White Sox reliever Dan Jennings played with Fernandez for two seasons. Though he enjoyed a 3-0 White Sox win over the Cleveland Indians on Sunday, Jennings said his happiness was muted as he mulled the death of Fernandez, who was killed when the boat he was on slammed into a jetty in Miami Beach, Fla.

“He seemed invincible is what it was,” Jennings said. “A lot of guys know what I mean when I say he was invincible on the mound. There were days he was unstoppable, and that’s how you viewed him is invincible. It’s too hard to really put into words what he meant to the game and what he meant to Miami.”

“I just hope to love the game as much as he does some day. It’s tough to do, but he did. He had fun, and he loved the game more than anything.”

Todd Frazier remembers how approachable he found Fernandez in their limited interactions. The two met in the outfield one day after they faced each other for the first time and joked around.

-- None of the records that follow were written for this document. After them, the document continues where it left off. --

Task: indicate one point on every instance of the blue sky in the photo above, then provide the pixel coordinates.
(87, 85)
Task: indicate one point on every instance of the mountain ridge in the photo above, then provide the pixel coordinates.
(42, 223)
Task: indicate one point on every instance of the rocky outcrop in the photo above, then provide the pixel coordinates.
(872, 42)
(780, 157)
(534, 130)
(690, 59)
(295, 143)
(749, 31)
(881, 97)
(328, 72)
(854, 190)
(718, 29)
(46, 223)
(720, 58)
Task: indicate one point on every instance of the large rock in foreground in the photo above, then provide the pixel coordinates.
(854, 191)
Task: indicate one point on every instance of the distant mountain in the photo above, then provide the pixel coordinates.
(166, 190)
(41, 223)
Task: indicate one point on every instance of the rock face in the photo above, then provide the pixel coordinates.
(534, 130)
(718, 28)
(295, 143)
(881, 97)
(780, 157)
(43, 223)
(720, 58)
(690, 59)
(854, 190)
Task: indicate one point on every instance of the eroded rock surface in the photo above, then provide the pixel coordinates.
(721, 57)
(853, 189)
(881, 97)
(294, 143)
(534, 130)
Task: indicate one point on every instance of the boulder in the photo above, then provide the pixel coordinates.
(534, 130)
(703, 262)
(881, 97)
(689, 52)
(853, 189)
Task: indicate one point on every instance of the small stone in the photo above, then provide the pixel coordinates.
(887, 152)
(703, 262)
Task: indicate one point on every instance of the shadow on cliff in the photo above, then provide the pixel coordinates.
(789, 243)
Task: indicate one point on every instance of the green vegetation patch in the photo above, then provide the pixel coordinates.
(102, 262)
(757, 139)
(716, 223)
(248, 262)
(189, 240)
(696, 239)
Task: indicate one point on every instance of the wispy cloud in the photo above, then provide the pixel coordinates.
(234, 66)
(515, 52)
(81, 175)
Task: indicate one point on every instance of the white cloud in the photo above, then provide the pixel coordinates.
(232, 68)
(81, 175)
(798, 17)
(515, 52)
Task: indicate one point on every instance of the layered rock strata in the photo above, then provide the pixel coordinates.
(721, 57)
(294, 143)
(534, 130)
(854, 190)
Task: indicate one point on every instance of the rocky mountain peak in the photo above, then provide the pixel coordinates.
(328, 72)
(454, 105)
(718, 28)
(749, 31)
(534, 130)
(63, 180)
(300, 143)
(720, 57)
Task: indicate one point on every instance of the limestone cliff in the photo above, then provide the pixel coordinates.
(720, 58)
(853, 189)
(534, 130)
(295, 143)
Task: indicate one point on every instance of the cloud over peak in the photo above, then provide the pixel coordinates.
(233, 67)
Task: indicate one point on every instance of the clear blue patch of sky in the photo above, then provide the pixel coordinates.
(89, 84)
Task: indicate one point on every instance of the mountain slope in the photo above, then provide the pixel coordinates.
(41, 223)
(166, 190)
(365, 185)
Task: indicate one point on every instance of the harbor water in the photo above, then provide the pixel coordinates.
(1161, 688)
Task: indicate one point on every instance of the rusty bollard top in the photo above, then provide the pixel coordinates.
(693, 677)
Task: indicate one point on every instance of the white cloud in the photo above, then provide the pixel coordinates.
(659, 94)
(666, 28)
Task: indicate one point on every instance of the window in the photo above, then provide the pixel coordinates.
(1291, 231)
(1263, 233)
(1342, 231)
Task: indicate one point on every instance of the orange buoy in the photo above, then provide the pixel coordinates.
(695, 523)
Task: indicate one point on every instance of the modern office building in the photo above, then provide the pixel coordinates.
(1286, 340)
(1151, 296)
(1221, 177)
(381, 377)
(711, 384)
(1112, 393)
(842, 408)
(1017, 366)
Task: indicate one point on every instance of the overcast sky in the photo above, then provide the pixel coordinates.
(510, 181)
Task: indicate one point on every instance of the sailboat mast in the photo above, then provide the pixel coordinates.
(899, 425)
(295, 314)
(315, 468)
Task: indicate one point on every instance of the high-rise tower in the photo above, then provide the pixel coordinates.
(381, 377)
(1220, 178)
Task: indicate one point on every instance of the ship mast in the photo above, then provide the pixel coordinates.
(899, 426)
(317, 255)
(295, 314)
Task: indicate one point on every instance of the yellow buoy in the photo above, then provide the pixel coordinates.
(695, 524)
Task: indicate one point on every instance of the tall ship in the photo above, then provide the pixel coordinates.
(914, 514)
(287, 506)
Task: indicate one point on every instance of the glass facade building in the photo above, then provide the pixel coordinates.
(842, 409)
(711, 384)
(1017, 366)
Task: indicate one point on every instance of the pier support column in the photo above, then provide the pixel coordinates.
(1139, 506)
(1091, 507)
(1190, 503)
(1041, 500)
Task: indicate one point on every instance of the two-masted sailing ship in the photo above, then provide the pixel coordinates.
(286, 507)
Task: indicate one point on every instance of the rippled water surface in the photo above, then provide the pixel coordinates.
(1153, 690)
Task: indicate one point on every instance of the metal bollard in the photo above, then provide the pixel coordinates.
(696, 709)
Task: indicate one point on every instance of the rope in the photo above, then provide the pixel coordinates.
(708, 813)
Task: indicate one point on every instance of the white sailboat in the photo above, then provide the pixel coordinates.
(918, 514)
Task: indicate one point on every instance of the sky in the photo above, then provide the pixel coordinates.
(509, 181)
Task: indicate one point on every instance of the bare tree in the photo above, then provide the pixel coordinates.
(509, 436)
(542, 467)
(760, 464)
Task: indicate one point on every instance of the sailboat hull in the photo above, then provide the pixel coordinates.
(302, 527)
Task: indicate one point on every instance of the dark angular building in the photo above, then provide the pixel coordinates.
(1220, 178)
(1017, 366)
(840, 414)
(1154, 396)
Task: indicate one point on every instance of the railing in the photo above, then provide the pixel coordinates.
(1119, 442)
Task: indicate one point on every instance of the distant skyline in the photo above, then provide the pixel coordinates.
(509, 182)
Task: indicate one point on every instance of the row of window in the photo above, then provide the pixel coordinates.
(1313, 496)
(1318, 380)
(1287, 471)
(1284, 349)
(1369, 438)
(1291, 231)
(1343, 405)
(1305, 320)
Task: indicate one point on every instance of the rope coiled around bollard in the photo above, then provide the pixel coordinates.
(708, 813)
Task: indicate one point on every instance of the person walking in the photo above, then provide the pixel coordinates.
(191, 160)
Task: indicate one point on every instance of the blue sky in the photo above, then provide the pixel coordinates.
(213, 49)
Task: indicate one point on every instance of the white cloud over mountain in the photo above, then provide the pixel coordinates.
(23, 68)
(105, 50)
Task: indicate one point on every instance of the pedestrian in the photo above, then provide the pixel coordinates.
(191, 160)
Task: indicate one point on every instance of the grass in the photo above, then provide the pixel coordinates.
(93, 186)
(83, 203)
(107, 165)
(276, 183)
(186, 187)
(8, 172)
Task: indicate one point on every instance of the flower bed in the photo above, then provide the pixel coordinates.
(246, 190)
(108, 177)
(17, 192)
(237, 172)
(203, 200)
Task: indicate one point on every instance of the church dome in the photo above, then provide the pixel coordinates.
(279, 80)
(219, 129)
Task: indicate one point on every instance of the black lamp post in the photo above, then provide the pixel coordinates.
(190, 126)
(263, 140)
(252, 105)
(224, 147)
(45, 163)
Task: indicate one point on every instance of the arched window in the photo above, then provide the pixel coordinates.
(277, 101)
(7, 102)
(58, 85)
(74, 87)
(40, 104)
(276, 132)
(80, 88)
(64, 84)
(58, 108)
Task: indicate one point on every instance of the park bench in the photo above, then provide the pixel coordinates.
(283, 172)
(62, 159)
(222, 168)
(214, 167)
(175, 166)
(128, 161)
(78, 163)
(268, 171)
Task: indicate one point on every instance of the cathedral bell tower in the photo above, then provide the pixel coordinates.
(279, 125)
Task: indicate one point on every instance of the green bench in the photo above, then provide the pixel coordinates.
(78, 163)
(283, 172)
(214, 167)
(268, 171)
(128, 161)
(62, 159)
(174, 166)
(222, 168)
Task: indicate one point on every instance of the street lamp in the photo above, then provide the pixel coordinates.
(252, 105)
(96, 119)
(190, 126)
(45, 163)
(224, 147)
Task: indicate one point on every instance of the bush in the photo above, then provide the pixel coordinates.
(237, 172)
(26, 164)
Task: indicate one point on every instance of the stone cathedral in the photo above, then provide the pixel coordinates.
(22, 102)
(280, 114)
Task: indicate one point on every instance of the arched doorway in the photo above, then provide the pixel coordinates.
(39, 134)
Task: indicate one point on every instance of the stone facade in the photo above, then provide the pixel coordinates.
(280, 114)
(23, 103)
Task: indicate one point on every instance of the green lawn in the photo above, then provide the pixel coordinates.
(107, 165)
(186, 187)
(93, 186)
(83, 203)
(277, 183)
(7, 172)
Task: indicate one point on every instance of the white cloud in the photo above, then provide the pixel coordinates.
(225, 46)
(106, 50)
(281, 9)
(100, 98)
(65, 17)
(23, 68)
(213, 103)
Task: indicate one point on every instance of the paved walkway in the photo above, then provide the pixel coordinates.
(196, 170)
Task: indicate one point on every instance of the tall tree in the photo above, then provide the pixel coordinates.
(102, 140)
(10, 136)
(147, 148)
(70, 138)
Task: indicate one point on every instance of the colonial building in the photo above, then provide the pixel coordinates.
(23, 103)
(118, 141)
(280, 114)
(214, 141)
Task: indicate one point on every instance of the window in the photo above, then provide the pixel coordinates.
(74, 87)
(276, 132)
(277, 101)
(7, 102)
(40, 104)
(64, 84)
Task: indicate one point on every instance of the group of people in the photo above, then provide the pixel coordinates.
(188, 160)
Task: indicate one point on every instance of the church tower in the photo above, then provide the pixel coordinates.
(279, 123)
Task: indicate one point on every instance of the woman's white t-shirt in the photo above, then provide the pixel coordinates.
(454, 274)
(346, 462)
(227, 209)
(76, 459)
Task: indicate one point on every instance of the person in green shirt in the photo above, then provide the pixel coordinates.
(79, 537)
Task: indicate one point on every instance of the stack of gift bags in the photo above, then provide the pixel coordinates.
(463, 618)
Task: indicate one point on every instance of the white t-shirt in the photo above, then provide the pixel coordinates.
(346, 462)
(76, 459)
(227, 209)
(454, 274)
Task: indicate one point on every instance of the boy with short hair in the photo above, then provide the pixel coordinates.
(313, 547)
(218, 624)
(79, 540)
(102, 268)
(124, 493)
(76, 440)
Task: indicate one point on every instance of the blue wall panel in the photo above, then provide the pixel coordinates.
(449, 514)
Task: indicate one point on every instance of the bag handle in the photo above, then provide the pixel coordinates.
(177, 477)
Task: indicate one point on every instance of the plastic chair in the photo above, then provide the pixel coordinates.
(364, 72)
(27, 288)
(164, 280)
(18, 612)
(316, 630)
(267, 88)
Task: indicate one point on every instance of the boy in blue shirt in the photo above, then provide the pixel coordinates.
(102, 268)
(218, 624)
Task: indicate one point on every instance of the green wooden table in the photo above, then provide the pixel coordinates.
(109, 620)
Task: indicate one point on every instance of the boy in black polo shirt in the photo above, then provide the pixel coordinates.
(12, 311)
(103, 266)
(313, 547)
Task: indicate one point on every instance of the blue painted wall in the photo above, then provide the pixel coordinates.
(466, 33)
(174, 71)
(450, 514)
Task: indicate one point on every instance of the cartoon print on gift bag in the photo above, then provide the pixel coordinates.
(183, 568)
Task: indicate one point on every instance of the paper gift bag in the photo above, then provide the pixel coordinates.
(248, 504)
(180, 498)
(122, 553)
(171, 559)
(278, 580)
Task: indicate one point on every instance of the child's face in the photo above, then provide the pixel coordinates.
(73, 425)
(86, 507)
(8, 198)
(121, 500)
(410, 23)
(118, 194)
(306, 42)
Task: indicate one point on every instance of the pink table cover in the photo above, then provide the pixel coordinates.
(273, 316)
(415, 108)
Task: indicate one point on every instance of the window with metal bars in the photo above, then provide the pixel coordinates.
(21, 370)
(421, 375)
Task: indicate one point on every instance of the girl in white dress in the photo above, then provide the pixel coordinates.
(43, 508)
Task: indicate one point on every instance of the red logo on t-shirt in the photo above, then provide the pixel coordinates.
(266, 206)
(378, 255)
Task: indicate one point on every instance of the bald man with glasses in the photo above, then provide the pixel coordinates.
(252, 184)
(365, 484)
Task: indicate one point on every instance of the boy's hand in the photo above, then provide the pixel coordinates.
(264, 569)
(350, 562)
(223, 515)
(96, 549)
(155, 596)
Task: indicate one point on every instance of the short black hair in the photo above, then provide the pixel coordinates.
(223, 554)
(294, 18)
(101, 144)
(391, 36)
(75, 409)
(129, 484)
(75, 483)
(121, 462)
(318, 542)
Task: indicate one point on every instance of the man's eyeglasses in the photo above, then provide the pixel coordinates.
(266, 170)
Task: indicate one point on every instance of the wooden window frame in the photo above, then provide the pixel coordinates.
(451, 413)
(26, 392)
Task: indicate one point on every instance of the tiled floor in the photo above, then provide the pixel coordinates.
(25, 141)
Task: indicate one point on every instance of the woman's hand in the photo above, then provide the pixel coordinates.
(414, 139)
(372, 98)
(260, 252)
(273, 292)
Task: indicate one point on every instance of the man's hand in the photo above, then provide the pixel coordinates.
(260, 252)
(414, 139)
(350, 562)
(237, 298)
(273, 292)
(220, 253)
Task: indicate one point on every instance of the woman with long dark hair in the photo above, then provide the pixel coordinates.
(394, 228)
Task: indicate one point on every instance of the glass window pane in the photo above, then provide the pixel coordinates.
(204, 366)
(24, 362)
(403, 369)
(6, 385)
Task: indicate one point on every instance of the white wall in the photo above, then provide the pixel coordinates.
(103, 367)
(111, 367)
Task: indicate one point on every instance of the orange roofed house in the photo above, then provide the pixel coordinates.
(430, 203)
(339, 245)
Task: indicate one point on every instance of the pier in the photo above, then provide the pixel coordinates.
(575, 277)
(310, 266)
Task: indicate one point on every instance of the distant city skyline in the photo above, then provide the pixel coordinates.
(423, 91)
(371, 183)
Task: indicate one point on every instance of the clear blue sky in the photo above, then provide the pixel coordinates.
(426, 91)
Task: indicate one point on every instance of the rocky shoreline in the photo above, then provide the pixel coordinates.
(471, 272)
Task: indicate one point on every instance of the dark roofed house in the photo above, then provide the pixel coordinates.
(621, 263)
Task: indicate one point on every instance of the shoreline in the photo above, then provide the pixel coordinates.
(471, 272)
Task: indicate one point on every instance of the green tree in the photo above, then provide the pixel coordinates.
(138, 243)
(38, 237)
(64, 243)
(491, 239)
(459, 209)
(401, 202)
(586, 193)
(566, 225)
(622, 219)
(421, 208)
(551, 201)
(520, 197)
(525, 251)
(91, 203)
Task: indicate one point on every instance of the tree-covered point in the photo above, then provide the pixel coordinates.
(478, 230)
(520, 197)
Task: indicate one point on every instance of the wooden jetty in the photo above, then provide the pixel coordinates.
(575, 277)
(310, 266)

“I was like, ‘Dog, you don’t throw me any fastballs,’ ” Frazier said. “He was like, “Why would I throw you fastballs?’ And we just started laughing.

“That’s the kind of guy he was. You could come up and talk to him. He had an infectious smile and just had a love for the game that I hope every ballplayer could have. It’s a terrible, terrible day.”

White Sox manager Robin Ventura said Fernandez’s death reminded him of the March 22, 1993 accident that took the lives of Indians pitchers Steve Olin and Tim Crews. Only pitcher Bob Ojeda survived that crash and Ventura remembers the shockwaves it sent through clubhouses throughout baseball.

“I can still remember … just how sad that was,” Ventura said. “You don’t have to know them personally. But they’re within their group, and it breaks everybody up. It really does.”

White Sox pitcher Carlos Rodon didn’t have a chance to meet Fernandez, a pitcher he admired for his competitive style and bulldog mentality. But another reason Rodon looked up to Fernandez is for the way he seemed to play the game with such joy. Marlins manager Don Mattingly said during a press conference Sunday that Fernandez enjoyed the game like a Little Leaguer does.

Rodon recently spoke about rediscovering his own joy of baseball. Naturally, Rodon’s thoughts drifted toward Fernandez when he took the mound on Sunday.

“You could tell,” Rodon said. “We had a beautiful day to come out and play and sad to say that one person is never going to get to play again. He’ll be very missed. You can’t take these days for granted. Just hope you guys go home today and tell the people you love, you love them. Losing a person like that is hard.”